America’s Incoherent Sanctions Policy

Member Group : Keith Naughton

fter decades under a brutal military dictatorship, Myanmar is steadily, if unevenly, moving towards legitimate democracy. Reasonably fair elections have been held, military interference is lessening and the economy is opening up. Yet, American economic sanctions remain in place.

Meanwhile, the Obama administration moves headlong into easing the diplomatic and economic isolation of Cuba – where the current totalitarian regime has made no commitments to democracy or human rights, supports a disastrous regime in Venezuela and shows no interest in economic liberalization. In fact, Cuba is getting more repressive.

But this is no surprise. For a long time, but accelerating under President Obama, American sanctions policy has been an illogical, incoherent, ineffective mess. The United States currently imposes sanctions on over a dozen foreign countries that have produced material changes in those nations’ behavior that range from nothing to getting worse.

American sanctions policy is normally driven by a media feeding frenzy with either the president of members of Congress jump on the publicity bandwagon. Once in place, sanctions tend to attain a powerful inertia – there is little to gain by letting other nations off the hook, particularly when changes in policy or government are unlikely to be ideal in the eyes of the American media and political class. Of course, nations where American has vital national interests get off with a tongue-lashing, if that.

The imposition of economic sanctions is nothing less than a declaration of intellectual bankruptcy and political cowardice.
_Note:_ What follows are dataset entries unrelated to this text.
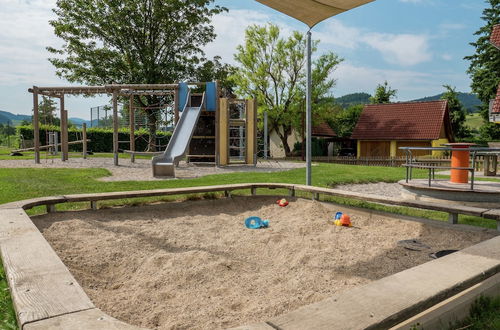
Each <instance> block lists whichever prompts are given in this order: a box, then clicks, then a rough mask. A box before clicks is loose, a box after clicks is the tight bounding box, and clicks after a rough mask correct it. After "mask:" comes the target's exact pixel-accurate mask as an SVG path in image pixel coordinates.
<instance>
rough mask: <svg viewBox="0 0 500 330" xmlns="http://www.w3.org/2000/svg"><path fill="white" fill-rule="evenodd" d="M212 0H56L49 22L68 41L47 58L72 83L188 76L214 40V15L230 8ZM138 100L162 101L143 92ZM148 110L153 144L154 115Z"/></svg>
mask: <svg viewBox="0 0 500 330" xmlns="http://www.w3.org/2000/svg"><path fill="white" fill-rule="evenodd" d="M213 2H214V0H196V1H186V0H122V1H116V0H87V1H81V0H58V1H57V3H56V8H55V9H54V13H55V14H56V15H57V17H56V19H54V20H52V21H50V24H51V25H52V26H53V27H54V32H55V34H56V35H57V36H58V37H59V38H61V39H62V40H63V41H64V44H63V46H62V47H61V48H60V49H56V48H54V47H47V49H48V50H49V51H50V52H51V53H52V54H54V55H56V57H53V58H50V59H49V61H50V62H51V63H52V64H53V65H54V66H55V67H56V69H57V71H56V72H57V74H58V75H59V76H60V77H63V78H65V79H67V80H68V81H70V82H79V83H85V84H90V85H102V84H112V83H116V84H120V83H136V84H157V83H167V82H175V81H182V80H186V79H189V80H190V77H191V76H192V75H193V73H194V72H196V68H197V67H198V66H199V65H200V64H202V63H204V62H205V61H206V59H205V58H204V52H203V50H202V48H203V46H205V45H206V44H207V43H209V42H211V41H213V40H214V39H215V33H214V28H213V26H212V25H211V24H210V23H211V22H210V19H211V17H213V16H214V15H216V14H218V13H220V12H222V11H224V10H226V9H225V8H223V7H220V6H217V5H213ZM138 102H139V103H140V104H139V105H140V106H142V107H148V106H152V105H155V104H159V103H161V102H162V100H161V99H160V98H159V97H155V96H151V97H144V98H141V99H140V100H138ZM145 111H146V113H147V115H148V119H149V120H148V121H149V123H150V125H149V133H150V140H149V149H150V150H152V149H154V145H155V143H156V142H155V140H156V138H155V137H156V116H155V112H154V111H149V110H145Z"/></svg>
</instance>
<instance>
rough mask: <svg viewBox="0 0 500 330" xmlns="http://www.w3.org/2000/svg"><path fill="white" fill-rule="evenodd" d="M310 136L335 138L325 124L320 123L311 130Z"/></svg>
mask: <svg viewBox="0 0 500 330" xmlns="http://www.w3.org/2000/svg"><path fill="white" fill-rule="evenodd" d="M312 136H319V137H336V136H337V134H336V133H335V131H334V130H333V129H332V128H331V127H330V125H328V124H327V123H321V124H319V125H316V126H314V127H313V128H312Z"/></svg>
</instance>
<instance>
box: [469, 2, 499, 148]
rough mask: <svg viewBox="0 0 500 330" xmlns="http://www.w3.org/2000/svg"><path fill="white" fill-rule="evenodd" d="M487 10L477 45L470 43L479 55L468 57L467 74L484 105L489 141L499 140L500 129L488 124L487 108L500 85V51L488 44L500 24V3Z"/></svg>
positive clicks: (476, 92) (482, 110)
mask: <svg viewBox="0 0 500 330" xmlns="http://www.w3.org/2000/svg"><path fill="white" fill-rule="evenodd" d="M485 2H486V3H487V5H488V6H487V7H486V8H485V9H484V10H483V16H482V17H481V18H482V19H483V21H484V26H482V27H481V28H480V29H479V30H477V31H476V32H475V33H474V35H475V36H477V40H476V41H475V42H471V43H470V45H471V46H473V47H474V48H475V49H476V51H475V53H474V54H473V55H470V56H466V57H465V59H466V60H468V61H470V65H469V69H468V70H467V73H468V74H469V75H470V77H471V79H472V85H471V88H472V91H473V92H474V93H476V94H477V95H478V97H479V99H480V100H481V101H482V102H483V105H482V107H481V115H482V117H483V119H484V121H485V124H484V125H483V127H482V128H481V134H482V135H483V137H484V138H487V139H500V126H499V125H496V126H495V124H493V123H489V118H488V108H489V103H490V100H491V99H494V98H495V95H496V92H497V88H498V85H499V84H500V51H499V50H498V49H497V48H495V47H494V46H493V45H491V43H490V42H489V39H490V35H491V31H492V29H493V26H494V25H496V24H500V0H486V1H485Z"/></svg>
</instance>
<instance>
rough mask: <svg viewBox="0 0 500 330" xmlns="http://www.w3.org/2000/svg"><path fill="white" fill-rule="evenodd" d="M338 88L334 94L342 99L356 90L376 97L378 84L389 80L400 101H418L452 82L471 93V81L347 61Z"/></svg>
mask: <svg viewBox="0 0 500 330" xmlns="http://www.w3.org/2000/svg"><path fill="white" fill-rule="evenodd" d="M334 78H336V79H337V86H336V87H335V88H334V95H335V96H341V95H344V94H348V93H352V92H353V91H363V92H367V93H370V94H373V91H374V90H375V88H376V87H377V85H378V84H380V83H383V82H384V81H387V82H388V83H389V85H390V86H391V87H392V88H393V89H397V90H398V94H397V99H396V101H406V100H414V99H417V98H420V97H423V96H429V95H435V94H438V93H439V92H441V91H442V90H443V86H442V85H443V84H447V83H451V84H452V85H453V86H457V89H458V90H460V91H468V90H469V81H468V80H467V78H466V77H465V76H464V75H461V74H456V73H449V72H421V71H415V70H387V69H376V68H372V67H368V66H363V65H359V64H357V63H351V62H349V61H345V62H343V63H341V64H340V65H339V67H338V69H337V71H336V72H335V73H334Z"/></svg>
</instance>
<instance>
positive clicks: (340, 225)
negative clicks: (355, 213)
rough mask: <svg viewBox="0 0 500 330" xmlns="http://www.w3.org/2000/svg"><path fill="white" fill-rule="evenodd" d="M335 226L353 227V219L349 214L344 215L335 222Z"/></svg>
mask: <svg viewBox="0 0 500 330" xmlns="http://www.w3.org/2000/svg"><path fill="white" fill-rule="evenodd" d="M335 225H336V226H344V227H351V226H352V223H351V217H350V216H348V215H347V214H342V216H341V217H340V219H339V220H335Z"/></svg>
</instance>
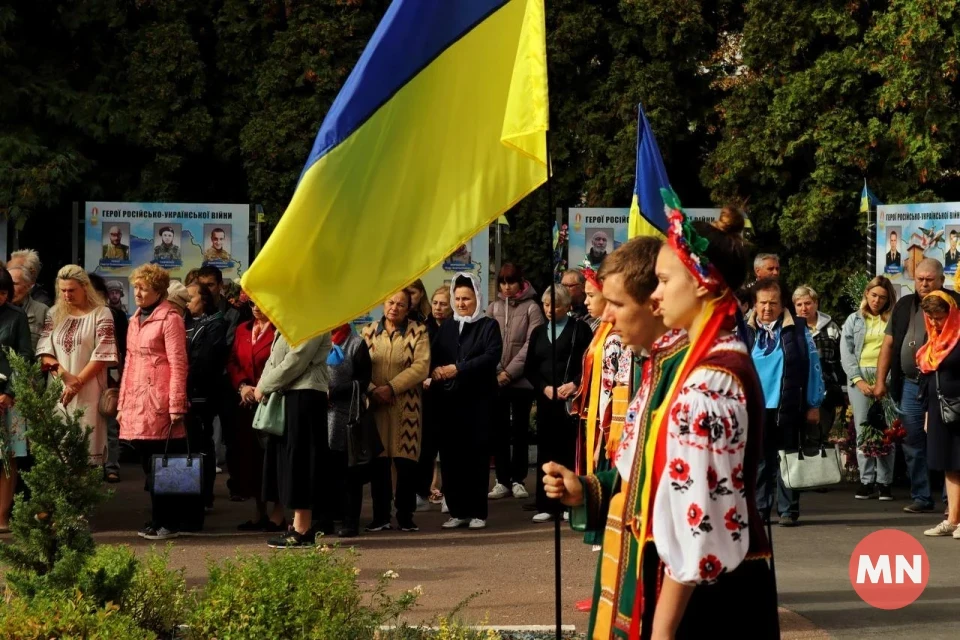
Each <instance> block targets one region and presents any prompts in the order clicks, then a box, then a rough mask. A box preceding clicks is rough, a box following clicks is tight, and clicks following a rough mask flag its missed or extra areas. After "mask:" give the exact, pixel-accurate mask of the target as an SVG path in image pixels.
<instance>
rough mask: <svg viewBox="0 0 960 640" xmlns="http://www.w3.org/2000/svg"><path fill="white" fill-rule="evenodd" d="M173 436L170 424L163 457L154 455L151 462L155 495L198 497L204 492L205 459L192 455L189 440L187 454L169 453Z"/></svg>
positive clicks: (187, 447) (159, 495) (179, 453)
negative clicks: (170, 442)
mask: <svg viewBox="0 0 960 640" xmlns="http://www.w3.org/2000/svg"><path fill="white" fill-rule="evenodd" d="M172 434H173V423H171V424H170V432H169V433H168V434H167V444H166V446H165V447H164V450H163V455H160V454H154V456H153V459H152V460H151V465H150V469H151V471H152V473H153V482H152V483H151V487H152V489H151V490H152V492H153V495H155V496H198V495H200V493H201V491H202V490H203V458H202V456H200V455H199V454H198V455H196V456H194V455H192V454H191V453H190V439H189V438H187V452H186V453H167V451H168V450H169V449H170V436H171V435H172Z"/></svg>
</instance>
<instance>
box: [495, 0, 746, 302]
mask: <svg viewBox="0 0 960 640" xmlns="http://www.w3.org/2000/svg"><path fill="white" fill-rule="evenodd" d="M741 19H742V18H741V15H740V8H739V3H736V2H728V1H725V0H669V1H667V2H661V3H650V2H641V1H639V0H621V1H620V2H616V3H613V2H608V1H605V0H556V1H553V2H548V3H547V49H548V67H549V74H550V80H549V81H550V126H551V132H550V152H551V156H552V160H553V167H554V171H555V173H554V179H553V184H552V189H553V202H554V205H555V206H556V207H577V206H589V207H624V206H629V203H630V201H631V198H632V194H633V182H634V174H635V160H636V142H637V104H638V103H642V104H643V106H644V110H645V111H646V113H647V117H648V119H649V120H650V123H651V127H652V128H653V130H654V131H655V133H656V136H657V140H658V142H659V145H660V149H661V152H662V153H663V156H664V163H665V165H666V169H667V173H668V175H669V176H670V180H671V183H672V184H673V186H674V188H675V189H676V191H677V192H678V193H679V194H680V197H681V198H682V200H683V202H684V203H685V204H687V205H688V206H707V205H709V200H708V198H709V194H708V192H707V191H706V190H705V189H704V187H703V186H702V185H701V183H700V179H699V167H700V166H701V162H702V158H703V155H704V153H705V152H706V150H707V149H708V148H711V147H712V145H713V144H715V142H714V141H715V139H716V137H717V122H718V117H717V114H716V111H715V107H716V104H717V102H718V101H719V100H720V98H721V93H720V89H719V88H718V87H717V86H716V84H715V79H716V78H717V77H719V76H722V75H725V74H727V73H729V69H728V68H727V65H726V64H725V63H724V59H723V57H722V56H719V55H718V52H720V51H722V50H723V49H724V47H726V46H727V42H728V35H727V34H728V33H729V32H730V30H731V29H733V28H736V26H737V25H738V23H739V22H740V20H741ZM545 191H546V190H545V189H540V191H539V192H538V193H537V194H536V195H535V196H534V197H531V198H528V199H527V200H526V201H524V202H523V203H521V204H520V205H519V206H518V207H517V208H516V209H515V211H514V212H513V213H512V214H511V216H510V218H511V233H510V234H509V235H508V236H507V240H506V241H505V259H510V260H515V261H517V262H520V263H521V264H523V265H524V267H525V268H526V269H527V271H528V272H530V274H531V279H533V280H534V281H535V282H538V283H544V282H546V281H548V280H549V273H550V269H551V266H550V265H549V264H548V263H547V256H548V255H549V254H548V243H549V229H550V227H551V226H552V224H553V219H554V217H553V214H552V213H551V212H548V205H547V197H546V193H545Z"/></svg>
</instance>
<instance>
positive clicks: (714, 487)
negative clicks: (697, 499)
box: [707, 467, 719, 491]
mask: <svg viewBox="0 0 960 640" xmlns="http://www.w3.org/2000/svg"><path fill="white" fill-rule="evenodd" d="M718 480H719V478H717V472H716V470H714V468H713V467H707V486H708V487H709V488H710V491H713V490H714V489H716V488H717V482H718Z"/></svg>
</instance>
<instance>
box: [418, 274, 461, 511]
mask: <svg viewBox="0 0 960 640" xmlns="http://www.w3.org/2000/svg"><path fill="white" fill-rule="evenodd" d="M430 307H431V312H430V316H429V317H428V318H427V333H428V334H429V336H430V346H431V353H432V349H433V342H434V340H435V339H436V337H437V334H438V333H440V327H441V326H443V323H444V322H446V321H447V320H449V319H450V317H451V316H452V315H453V309H452V308H451V305H450V288H449V287H440V288H439V289H437V290H436V291H434V292H433V297H432V298H431V299H430ZM435 396H436V393H435V391H431V390H430V379H429V378H427V379H426V380H424V381H423V429H422V437H421V438H420V461H419V462H418V463H417V511H427V510H429V509H430V504H440V503H441V502H442V501H443V494H442V493H441V492H440V489H439V487H438V486H437V483H438V482H439V477H438V476H439V474H438V471H437V454H438V453H439V452H440V424H441V420H442V417H441V416H440V415H438V413H437V410H436V404H437V403H436V397H435Z"/></svg>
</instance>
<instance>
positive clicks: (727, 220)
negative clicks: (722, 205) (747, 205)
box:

Imposing sanctions offers cheap and easy publicity with no real cost.

Sanctions are mostly tokenism. Either America’s political leadership is unwilling to engage in a serious strategy to effect change or is unwilling to admit that the United States does not have the requisite influence necessary to force change.

The useless sanctions regime against Russia is a perfect example. Since sanctions were imposed by the Obama administration, Putin and Russia have formally annexed the Crimea, continued to occupy eastern Ukraine with a proxy army, increased aid and involvement in Syria, and clamped down ever more on domestic dissent. In short, Russia is getting worse.

A cursory knowledge of Russian history would have predicted failure. Russia is a nation predisposed to xenophobia, prefers strong central leadership over democracy and has stoically accepted extraordinary economic difficulties. To think that knocking a couple of percentage points off of Russian GNP would be effective is absurd.

Instead of sanctions, the Obama administration could have helped the Ukraine truly defend itself. That does not mean aircraft carriers and ballistic missiles, rather defensive systems and assault weapons that would assist in the defeat of ground troops. Handing Putin’s irregulars and special forces a defeat would do far more to change behavior than banning his generals from visiting EPCOT.

And Russia is not unique. In the vast majority of cases, economic sanctions are nothing more than empty symbolism and political grandstanding. In only the rarest of outliers do sanctions effect real change. Far more often changes in foreign governments’ policies are the result of far larger internal and external socio-economic forces. The alleged pressure imposed by sanctions is more than outweighed by nationalistic anger at foreign interference.

It is time to finally drop the charade that sanctions are anything but a minor diplomatic tool, to be used selectively for specific, accomplishable goals. Unfortunately, as long as public relations trumps smart foreign policy, the United States will continue to waste resources and squander its influence.